- Interactive map of Gmina Godzianów
- Coordinates (Godzianów): 51°53′47″N 20°2′12″E﻿ / ﻿51.89639°N 20.03667°E
- Country: Poland
- Voivodeship: Łódź
- County: Skierniewice County
- Seat: Godzianów

Area
- • Total: 44.06 km^{2} (17.01 sq mi)

Population (2006)
- • Total: 2,709
- • Density: 61.48/km^{2} (159.2/sq mi)
- Website: http://www.godzianow.pl/

= Gmina Godzianów =

Gmina Godzianów is a rural gmina (administrative district) in Skierniewice County, Łódź Voivodeship, in central Poland. Its seat is the village of Godzianów, which lies approximately 10 km south-west of Skierniewice and 42 km east of the regional capital Łódź.

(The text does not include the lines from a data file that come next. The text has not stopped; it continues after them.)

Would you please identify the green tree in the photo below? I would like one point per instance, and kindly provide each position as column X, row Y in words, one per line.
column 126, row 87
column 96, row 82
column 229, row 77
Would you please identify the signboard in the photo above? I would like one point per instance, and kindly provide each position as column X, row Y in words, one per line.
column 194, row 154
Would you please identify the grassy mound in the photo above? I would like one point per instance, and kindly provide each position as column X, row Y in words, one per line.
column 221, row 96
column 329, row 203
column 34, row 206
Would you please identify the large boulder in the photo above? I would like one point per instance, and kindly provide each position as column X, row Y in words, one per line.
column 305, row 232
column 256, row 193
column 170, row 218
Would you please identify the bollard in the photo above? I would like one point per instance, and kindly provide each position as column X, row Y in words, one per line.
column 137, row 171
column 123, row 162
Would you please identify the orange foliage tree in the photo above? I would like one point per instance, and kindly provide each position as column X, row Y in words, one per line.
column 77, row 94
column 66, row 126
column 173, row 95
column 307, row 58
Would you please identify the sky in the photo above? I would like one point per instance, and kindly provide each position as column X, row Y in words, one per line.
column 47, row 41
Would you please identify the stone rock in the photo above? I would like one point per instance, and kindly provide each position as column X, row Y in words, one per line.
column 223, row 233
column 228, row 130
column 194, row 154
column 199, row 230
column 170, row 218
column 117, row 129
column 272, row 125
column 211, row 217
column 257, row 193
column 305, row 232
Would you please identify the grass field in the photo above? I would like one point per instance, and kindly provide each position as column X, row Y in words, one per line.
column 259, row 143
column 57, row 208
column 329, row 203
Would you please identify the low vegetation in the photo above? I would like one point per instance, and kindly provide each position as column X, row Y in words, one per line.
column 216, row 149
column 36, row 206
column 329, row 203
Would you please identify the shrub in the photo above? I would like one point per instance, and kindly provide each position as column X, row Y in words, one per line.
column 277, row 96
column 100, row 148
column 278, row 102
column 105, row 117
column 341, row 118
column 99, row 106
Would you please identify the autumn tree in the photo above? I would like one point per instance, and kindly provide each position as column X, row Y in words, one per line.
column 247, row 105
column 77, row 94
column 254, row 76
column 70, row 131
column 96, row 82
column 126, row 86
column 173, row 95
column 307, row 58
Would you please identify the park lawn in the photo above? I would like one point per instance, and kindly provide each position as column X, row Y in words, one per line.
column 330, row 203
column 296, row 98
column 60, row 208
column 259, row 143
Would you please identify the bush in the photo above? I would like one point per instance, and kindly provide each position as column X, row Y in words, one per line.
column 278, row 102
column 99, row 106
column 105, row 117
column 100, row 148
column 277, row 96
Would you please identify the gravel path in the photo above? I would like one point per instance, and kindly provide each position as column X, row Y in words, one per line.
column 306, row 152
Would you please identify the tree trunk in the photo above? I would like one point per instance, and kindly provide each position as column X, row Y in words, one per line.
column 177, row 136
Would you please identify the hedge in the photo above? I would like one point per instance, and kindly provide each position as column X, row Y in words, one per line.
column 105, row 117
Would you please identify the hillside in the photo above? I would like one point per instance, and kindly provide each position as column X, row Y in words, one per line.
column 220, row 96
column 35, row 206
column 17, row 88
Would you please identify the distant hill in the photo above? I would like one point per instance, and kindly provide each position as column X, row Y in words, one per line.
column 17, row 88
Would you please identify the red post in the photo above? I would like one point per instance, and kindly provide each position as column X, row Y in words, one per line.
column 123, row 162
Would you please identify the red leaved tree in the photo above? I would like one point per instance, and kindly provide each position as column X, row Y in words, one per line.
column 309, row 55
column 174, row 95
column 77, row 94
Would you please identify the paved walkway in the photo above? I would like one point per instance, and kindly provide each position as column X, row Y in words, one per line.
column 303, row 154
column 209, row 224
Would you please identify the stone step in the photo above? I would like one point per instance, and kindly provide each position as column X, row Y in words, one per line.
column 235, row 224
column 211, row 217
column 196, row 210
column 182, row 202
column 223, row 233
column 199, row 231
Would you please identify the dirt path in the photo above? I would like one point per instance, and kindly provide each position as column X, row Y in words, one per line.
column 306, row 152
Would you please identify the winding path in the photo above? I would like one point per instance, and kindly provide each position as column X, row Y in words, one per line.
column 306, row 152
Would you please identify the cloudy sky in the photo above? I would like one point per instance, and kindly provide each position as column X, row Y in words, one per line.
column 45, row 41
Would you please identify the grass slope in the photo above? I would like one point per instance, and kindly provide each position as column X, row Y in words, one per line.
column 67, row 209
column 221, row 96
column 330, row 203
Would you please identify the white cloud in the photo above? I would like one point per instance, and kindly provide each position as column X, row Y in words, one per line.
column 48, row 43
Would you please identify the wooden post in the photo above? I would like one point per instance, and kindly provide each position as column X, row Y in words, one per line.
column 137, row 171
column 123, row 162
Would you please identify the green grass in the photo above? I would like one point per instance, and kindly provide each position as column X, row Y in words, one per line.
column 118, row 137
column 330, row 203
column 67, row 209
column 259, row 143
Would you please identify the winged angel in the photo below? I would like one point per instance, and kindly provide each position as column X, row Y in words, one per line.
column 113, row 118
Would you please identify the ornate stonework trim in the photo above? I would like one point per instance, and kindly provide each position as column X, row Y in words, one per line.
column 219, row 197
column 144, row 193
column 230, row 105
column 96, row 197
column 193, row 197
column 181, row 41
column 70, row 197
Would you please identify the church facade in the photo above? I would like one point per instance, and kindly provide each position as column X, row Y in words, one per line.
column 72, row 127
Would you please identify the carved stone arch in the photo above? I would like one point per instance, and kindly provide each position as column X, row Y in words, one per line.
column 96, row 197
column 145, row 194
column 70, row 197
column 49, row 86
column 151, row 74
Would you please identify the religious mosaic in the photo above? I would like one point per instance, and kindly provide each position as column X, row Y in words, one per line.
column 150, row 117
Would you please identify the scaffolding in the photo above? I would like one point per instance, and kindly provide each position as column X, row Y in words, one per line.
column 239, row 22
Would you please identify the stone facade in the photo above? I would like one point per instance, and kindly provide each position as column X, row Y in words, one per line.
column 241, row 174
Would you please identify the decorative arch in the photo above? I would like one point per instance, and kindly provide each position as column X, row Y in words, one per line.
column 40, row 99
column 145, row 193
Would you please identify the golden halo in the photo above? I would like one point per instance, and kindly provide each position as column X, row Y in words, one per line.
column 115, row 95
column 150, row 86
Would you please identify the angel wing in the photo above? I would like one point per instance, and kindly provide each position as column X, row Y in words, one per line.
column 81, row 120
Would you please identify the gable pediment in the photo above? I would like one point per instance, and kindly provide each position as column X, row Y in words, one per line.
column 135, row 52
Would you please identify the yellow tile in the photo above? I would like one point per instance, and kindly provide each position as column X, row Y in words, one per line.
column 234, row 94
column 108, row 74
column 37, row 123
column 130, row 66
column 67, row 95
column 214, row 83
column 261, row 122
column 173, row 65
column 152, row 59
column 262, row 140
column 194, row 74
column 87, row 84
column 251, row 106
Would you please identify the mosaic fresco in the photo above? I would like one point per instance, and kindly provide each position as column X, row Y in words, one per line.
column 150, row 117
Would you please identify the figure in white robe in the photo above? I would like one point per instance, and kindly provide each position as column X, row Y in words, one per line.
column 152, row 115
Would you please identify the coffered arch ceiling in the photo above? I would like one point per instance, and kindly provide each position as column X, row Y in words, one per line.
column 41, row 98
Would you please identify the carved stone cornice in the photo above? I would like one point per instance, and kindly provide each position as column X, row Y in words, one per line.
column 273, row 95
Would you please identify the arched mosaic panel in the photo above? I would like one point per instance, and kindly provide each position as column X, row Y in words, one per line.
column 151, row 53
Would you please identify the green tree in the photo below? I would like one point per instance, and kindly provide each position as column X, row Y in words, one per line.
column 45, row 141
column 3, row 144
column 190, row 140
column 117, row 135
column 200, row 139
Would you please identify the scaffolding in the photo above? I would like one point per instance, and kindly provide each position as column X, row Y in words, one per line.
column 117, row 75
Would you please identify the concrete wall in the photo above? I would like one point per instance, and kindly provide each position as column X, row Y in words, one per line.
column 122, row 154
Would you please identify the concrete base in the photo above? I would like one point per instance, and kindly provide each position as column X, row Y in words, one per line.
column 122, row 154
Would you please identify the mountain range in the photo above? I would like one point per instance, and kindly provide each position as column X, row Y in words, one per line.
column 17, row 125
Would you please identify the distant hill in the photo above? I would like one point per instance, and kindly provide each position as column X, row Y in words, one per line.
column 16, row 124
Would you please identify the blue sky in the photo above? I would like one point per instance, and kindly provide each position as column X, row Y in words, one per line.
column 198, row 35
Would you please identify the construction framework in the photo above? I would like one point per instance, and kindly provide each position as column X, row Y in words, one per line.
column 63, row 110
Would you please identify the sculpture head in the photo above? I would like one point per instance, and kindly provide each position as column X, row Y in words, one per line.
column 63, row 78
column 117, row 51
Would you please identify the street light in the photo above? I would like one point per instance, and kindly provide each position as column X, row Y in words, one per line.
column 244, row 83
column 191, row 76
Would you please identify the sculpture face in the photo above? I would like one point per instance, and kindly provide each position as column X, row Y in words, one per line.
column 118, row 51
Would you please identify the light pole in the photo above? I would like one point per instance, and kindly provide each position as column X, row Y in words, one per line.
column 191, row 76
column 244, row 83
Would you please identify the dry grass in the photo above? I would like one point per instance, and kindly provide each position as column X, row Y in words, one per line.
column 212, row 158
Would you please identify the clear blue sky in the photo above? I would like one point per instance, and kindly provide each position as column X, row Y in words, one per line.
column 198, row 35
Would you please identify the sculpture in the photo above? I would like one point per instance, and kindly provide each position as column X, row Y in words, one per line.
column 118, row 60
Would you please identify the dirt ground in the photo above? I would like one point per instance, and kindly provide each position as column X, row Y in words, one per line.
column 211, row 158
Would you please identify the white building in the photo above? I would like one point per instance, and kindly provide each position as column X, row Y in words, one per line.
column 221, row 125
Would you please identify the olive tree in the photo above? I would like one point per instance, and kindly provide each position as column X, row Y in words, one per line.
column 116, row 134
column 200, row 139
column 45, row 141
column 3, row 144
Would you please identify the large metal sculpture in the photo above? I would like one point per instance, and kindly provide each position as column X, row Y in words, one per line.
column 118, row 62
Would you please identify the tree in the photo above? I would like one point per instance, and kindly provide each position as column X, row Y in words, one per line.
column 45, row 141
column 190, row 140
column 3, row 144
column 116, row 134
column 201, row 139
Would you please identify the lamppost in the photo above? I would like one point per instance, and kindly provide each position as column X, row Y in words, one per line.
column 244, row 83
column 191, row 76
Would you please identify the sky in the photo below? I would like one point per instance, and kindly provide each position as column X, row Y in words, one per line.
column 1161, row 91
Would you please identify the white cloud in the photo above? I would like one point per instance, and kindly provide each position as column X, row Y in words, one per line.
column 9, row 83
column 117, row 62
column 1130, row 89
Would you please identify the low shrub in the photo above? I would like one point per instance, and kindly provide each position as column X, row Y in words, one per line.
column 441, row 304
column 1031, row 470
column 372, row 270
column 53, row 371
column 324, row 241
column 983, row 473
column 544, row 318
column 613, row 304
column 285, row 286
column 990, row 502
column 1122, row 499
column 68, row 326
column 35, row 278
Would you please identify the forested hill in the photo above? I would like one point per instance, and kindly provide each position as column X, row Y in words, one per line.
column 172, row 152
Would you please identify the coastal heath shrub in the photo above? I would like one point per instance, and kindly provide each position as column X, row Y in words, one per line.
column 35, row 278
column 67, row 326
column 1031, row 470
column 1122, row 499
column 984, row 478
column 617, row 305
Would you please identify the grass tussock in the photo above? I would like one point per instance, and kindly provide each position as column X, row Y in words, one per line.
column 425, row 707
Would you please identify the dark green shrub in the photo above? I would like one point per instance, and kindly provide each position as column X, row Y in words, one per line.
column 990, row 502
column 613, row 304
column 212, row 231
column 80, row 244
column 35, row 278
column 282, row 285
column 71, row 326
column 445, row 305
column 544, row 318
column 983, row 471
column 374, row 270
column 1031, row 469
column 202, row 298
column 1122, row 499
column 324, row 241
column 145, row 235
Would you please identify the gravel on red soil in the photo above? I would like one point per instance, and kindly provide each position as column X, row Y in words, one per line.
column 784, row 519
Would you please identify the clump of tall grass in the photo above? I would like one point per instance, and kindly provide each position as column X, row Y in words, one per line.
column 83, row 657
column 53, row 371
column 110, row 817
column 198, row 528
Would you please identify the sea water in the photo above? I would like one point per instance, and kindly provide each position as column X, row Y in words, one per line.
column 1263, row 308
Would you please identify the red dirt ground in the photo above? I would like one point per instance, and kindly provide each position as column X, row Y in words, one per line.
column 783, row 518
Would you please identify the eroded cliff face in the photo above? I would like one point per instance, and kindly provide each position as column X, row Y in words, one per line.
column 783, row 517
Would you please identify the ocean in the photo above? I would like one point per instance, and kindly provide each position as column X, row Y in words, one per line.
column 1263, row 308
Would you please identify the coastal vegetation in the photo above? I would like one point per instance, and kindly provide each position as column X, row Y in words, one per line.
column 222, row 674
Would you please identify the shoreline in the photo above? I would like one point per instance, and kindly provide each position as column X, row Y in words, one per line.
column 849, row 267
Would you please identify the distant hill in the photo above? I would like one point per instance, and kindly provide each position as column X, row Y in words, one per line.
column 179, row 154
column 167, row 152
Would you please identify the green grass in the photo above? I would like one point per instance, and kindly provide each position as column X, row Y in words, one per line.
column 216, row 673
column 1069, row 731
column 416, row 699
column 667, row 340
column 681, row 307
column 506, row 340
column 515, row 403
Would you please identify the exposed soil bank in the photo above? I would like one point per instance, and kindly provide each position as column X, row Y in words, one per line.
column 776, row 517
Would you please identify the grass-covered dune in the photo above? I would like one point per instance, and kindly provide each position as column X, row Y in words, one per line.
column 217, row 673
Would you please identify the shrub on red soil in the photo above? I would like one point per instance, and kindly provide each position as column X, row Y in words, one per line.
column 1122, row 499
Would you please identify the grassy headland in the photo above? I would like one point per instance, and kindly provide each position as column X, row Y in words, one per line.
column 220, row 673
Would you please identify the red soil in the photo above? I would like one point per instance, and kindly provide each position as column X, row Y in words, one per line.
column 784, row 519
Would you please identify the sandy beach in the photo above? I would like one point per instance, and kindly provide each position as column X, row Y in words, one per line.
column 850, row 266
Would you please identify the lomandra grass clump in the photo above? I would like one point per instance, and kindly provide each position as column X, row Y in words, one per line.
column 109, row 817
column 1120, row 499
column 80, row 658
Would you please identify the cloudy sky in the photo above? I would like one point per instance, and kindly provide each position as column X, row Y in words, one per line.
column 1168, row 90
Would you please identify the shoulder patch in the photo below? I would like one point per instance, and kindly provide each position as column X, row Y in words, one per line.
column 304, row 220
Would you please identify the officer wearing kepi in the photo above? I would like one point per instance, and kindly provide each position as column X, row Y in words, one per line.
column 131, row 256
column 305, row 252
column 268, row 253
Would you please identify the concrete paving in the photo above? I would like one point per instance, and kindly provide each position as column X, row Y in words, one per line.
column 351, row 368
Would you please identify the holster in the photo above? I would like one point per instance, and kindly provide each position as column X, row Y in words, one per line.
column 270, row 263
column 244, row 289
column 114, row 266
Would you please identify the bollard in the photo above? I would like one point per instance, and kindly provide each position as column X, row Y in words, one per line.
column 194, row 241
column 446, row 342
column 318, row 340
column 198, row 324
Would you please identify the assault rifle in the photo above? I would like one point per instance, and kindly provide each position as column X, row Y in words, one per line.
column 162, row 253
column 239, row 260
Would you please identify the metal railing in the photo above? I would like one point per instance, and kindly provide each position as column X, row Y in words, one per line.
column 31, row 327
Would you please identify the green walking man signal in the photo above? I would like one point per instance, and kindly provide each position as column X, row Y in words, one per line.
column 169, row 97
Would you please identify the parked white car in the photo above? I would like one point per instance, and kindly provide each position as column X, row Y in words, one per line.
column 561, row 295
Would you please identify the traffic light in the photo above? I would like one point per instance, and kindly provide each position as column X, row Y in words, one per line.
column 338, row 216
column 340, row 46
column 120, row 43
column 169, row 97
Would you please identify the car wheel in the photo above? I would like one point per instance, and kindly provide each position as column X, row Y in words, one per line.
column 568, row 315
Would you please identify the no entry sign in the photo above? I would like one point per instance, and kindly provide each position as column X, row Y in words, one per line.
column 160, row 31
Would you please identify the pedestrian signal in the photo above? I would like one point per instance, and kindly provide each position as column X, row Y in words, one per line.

The gmina covers an area of 44.06 km2, and as of 2006 its total population is 2,709.

==Villages==
Gmina Godzianów contains the villages and settlements of Byczki, Godzianów, Kawęczyn, Lnisno, Płyćwia and Zapady.

==Neighbouring gminas==
Gmina Godzianów is bordered by the gminas of Głuchów, Lipce Reymontowskie, Maków, Skierniewice and Słupia.